Description
Is your feature request related to a problem?
In R there is the pipe operator "%>%" which applies the function after the operator on the data before the operator. Pandas also follows this philosophy of method chaining. There is also a pipe function. Here is a good comparison of R vs pandas: https://stmorse.github.io/journal/tidyverse-style-pandas.html
Pandas is missing a stylish pipe operator.
Describe the solution you'd like
In [1]: import pandas as pd
...: import numpy as np
...:
...: def pipe(self, func):
...: return func(self)
...:
...: pd.DataFrame.__rshift__ = pipe
...: pd.Series.__rshift__ = pipe
In [2]: df = pd.DataFrame({"A": [0, 1], "B": [2, 3]})
...: df
Out[2]:
A B
0 0 2
1 1 3
The old style. Execution from right to left or with pipe function.
In [3]: np.mean(np.sum(df))
Out[3]: 3.0
In [4]: df.pipe(np.sum).pipe(np.mean)
Out[4]: 3.0
With the pipe operator. Execution from left to right with pipe operator.
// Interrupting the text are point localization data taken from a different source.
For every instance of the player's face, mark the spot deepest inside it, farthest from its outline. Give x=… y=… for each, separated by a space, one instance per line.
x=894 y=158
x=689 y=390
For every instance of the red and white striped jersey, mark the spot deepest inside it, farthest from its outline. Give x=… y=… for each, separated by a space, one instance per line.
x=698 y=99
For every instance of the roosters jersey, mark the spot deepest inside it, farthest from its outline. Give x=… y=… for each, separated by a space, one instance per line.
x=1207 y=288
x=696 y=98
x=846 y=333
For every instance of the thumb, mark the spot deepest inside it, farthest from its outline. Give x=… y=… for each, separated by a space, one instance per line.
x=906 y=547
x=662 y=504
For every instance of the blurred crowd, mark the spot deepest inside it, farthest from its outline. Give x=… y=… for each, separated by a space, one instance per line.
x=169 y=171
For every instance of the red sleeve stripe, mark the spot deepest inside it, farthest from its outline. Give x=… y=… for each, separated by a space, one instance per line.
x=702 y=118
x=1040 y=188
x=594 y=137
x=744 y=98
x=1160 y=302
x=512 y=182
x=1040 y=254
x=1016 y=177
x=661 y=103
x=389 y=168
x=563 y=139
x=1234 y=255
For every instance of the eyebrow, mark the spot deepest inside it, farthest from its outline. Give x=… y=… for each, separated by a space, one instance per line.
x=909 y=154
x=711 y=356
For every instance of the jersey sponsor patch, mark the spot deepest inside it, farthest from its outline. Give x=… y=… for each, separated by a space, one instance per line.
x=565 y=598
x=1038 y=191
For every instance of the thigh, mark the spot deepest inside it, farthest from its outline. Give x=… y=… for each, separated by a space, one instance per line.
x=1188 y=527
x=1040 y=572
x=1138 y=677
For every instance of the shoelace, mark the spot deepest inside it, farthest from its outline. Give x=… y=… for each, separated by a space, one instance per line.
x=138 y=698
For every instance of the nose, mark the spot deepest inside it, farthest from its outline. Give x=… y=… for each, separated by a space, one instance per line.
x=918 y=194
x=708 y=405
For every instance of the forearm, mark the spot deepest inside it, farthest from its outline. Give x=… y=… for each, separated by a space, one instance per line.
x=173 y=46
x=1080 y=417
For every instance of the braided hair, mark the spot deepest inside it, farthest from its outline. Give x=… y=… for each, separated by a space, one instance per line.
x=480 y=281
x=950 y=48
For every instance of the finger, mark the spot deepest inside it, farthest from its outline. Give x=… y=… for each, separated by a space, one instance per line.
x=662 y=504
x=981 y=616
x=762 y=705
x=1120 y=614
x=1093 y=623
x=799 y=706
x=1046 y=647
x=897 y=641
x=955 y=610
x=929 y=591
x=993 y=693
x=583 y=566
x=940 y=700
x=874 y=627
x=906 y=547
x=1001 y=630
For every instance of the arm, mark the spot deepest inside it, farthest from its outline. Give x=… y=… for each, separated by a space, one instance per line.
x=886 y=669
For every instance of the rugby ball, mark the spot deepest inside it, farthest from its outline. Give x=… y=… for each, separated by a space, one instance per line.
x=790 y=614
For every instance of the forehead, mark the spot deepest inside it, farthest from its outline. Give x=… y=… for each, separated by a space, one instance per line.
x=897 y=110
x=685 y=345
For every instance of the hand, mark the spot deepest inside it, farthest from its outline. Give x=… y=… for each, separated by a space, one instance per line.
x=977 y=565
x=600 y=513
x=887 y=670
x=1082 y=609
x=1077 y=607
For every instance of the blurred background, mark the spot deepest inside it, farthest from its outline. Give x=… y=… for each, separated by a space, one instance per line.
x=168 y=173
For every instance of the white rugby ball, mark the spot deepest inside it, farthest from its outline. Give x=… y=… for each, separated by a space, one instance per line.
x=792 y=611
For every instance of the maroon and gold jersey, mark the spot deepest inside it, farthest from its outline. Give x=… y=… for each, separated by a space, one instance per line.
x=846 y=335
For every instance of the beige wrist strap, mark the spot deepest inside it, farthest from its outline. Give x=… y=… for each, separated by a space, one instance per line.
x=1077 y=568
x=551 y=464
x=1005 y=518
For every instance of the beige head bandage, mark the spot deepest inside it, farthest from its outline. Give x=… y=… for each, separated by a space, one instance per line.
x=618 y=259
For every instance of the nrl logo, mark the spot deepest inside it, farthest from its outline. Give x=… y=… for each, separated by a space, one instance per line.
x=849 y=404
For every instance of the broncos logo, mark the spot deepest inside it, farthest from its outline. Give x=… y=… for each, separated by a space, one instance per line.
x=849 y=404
In [5]: df >> np.sum >> np.mean
Out[5]: 3.0
In [6]: df >> print
A B
0 0 2
1 1 3
I think the pipe operator makes it much more minimal.
API breaking implications
See above.
Describe alternatives you've considered
I picked the binary shift operator, because it is not currently used within pandas. I think it resembles a pipe the best.
Additional context
This does not work out of the box if the function takes additional argumements. One could use a lambda function, but that does not look clean. I think this is also the bigget downfall of this proposal.